Suddenly Starless Wisconsin GOP Plots Rebuild for 2020

Suddenly Starless Wisconsin GOP Plots Rebuild for 2020
President Donald Trump, right, accompanied by Sen. Ron Johnson (R-Wis.) left, arrives at Green Bay Austin Straubel International Airport in Green Bay, Wis., on April 27, 2019. AP Photo/Andrew Harnik, File
The Associated Press
Updated:

MADISON, Wis.—Republicans determined to deliver Wisconsin for President Donald Trump next year will be doing it with a party working to rebuild after the departure of its two biggest stars and a rough midterm election that sent it reeling.

The Wisconsin GOP heads into its state convention on May 17 with a plan that depends on rebuilding from the ground up after former House Speaker Paul Ryan retired and Gov. Scott Walker was voted out of office.

“After the November 2018 elections it was a combination of shock and a certain level of depression,” said Sen. Ron Johnson, the only Republican left in statewide office. Johnson led a post-mortem study of the midterm losses that determined more work needed to be done at the local level to recruit and train both volunteers and candidates.

Johnson will discuss the report at the convention, which has taken the theme “A New Day. A New Party” and will emphasize training and workshops over the usual political speeches. Johnson said that work will create a “grassroots juggernaut” to reelect Trump.

Wisconsin is among a handful of battleground states that could determine the 2020 election.

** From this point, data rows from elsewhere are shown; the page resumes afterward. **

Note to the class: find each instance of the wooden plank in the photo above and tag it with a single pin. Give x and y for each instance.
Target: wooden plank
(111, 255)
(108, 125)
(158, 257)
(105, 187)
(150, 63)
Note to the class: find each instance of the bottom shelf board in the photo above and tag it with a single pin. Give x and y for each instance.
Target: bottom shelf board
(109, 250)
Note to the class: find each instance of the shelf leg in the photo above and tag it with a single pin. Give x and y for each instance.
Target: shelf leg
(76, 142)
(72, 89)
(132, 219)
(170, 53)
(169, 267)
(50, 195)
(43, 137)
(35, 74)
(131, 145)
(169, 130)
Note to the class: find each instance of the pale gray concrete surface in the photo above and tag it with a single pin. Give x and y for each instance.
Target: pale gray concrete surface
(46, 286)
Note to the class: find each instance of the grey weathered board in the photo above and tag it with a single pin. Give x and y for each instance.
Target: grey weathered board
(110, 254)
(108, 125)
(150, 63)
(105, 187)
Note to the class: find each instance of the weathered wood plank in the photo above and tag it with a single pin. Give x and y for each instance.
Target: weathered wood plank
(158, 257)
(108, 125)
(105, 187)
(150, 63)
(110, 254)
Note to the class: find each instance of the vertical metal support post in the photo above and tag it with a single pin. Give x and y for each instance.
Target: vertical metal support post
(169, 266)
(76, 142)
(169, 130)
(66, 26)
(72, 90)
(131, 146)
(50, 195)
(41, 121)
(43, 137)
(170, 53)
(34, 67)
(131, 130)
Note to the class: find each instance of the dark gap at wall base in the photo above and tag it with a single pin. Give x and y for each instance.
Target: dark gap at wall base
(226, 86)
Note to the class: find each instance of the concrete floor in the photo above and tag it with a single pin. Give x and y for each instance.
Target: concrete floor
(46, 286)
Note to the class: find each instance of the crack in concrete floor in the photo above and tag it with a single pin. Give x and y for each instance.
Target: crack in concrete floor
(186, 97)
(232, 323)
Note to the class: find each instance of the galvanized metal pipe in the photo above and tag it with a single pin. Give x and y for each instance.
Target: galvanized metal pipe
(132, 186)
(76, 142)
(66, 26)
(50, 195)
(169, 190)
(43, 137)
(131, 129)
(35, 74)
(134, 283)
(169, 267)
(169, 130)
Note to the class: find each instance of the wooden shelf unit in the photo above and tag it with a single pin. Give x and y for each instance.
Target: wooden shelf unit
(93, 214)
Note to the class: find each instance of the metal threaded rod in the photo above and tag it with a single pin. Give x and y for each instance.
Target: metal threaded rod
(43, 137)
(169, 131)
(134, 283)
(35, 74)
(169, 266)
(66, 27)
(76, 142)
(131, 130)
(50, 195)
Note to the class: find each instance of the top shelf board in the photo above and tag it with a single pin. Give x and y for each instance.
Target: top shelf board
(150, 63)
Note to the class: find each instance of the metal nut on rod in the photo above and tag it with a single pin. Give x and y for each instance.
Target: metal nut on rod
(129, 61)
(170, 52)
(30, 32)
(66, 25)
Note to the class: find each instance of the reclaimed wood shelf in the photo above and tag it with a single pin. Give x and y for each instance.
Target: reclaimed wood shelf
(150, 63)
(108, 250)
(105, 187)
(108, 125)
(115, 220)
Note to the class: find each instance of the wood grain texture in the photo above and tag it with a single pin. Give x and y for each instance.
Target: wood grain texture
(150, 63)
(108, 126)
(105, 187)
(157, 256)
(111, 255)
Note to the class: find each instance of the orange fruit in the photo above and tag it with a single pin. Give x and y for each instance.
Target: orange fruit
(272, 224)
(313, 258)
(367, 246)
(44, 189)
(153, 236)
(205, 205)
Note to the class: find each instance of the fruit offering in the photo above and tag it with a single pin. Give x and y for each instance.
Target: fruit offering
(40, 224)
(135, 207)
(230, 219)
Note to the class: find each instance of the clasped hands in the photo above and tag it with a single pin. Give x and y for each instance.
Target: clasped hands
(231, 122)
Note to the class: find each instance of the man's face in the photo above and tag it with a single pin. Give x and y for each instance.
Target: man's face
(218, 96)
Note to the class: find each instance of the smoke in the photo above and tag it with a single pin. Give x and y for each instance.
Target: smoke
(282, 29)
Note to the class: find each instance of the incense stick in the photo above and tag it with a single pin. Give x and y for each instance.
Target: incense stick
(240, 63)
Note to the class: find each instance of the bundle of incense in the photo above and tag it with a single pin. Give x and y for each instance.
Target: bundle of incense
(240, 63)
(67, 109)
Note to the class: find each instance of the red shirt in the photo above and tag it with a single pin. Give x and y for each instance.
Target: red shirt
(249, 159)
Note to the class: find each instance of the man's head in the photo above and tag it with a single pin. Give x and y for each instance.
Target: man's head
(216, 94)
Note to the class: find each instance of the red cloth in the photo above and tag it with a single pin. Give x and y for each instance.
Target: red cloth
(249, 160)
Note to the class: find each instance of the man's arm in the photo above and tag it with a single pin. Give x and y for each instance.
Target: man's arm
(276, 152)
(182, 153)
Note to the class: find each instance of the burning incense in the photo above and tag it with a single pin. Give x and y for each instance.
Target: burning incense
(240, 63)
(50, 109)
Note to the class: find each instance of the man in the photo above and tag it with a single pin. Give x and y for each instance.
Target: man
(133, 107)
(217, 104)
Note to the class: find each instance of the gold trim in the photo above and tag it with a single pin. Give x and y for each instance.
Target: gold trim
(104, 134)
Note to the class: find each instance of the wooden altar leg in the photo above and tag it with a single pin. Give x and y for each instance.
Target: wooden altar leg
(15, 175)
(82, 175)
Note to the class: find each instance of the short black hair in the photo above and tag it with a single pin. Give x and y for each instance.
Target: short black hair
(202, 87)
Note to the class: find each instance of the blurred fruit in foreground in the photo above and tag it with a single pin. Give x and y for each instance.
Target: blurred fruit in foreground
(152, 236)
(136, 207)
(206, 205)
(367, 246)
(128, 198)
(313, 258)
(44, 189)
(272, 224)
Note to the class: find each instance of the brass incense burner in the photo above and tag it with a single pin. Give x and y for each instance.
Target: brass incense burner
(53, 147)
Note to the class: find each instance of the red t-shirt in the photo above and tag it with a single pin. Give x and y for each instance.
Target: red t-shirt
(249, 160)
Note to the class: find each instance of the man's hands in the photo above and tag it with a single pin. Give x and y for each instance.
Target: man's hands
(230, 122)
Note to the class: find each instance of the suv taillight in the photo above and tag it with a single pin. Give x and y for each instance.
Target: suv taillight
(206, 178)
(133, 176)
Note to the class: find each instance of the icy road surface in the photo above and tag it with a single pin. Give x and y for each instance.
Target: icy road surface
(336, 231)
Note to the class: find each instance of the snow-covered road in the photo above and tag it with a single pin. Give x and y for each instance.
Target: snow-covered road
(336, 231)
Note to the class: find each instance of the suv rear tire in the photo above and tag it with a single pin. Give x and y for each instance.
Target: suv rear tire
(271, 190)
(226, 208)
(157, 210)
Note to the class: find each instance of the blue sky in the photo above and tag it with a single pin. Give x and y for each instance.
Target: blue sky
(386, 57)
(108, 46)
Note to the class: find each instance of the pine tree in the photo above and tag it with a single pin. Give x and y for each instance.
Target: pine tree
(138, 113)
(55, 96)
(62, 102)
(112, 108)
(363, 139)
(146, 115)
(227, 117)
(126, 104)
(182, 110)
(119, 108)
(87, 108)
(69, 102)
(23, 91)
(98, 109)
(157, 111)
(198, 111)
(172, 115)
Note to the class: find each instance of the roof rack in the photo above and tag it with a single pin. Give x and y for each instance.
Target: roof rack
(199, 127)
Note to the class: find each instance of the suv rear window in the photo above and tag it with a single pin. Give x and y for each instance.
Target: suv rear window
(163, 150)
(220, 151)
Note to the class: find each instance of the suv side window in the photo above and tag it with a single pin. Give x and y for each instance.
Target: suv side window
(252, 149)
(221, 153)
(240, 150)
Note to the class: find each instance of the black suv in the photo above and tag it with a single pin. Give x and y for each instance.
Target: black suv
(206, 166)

Trump was the first Republican since Ronald Reagan in 1984 to carry Wisconsin, but he did so by less than 1 percentage point. Reagan was also the last Republican to win the state twice in a row. Barack Obama won big both times he ran for president, but previous Democratic candidates won by less than half a point in 2000 and 2004.

“We can win in this state; we’ve done it,” said Republican Party activist Brian Westrate, an insurance agent from Fall Creek in western Wisconsin. “One bad election cycle doesn’t mean our conservative philosophy and ideology is dead. We just, perhaps, got too far away from all being in the same boat rowing in the same direction.”

Mark Graul, a Republican strategist who ran George W. Bush’s Wisconsin campaign in 2004, said he thinks Republicans are entering 2020 ready for an “incredibly tight, tough race” with uncertainty about how it will play out.

“The sense is nobody’s quite sure what’s going to happen next year,” Graul said.

To win in 2020, more work needs to be done to organize at the local level, said state party executive director Mark Jefferson. That covers things as rudimentary as making sure yard signs are widely available and distributed and as advanced as using data analytics to target likely voters and get people on the ground to knock on their doors, Jefferson said.

“Was enough of that stuff done last time around? Maybe, maybe not,” Jefferson said.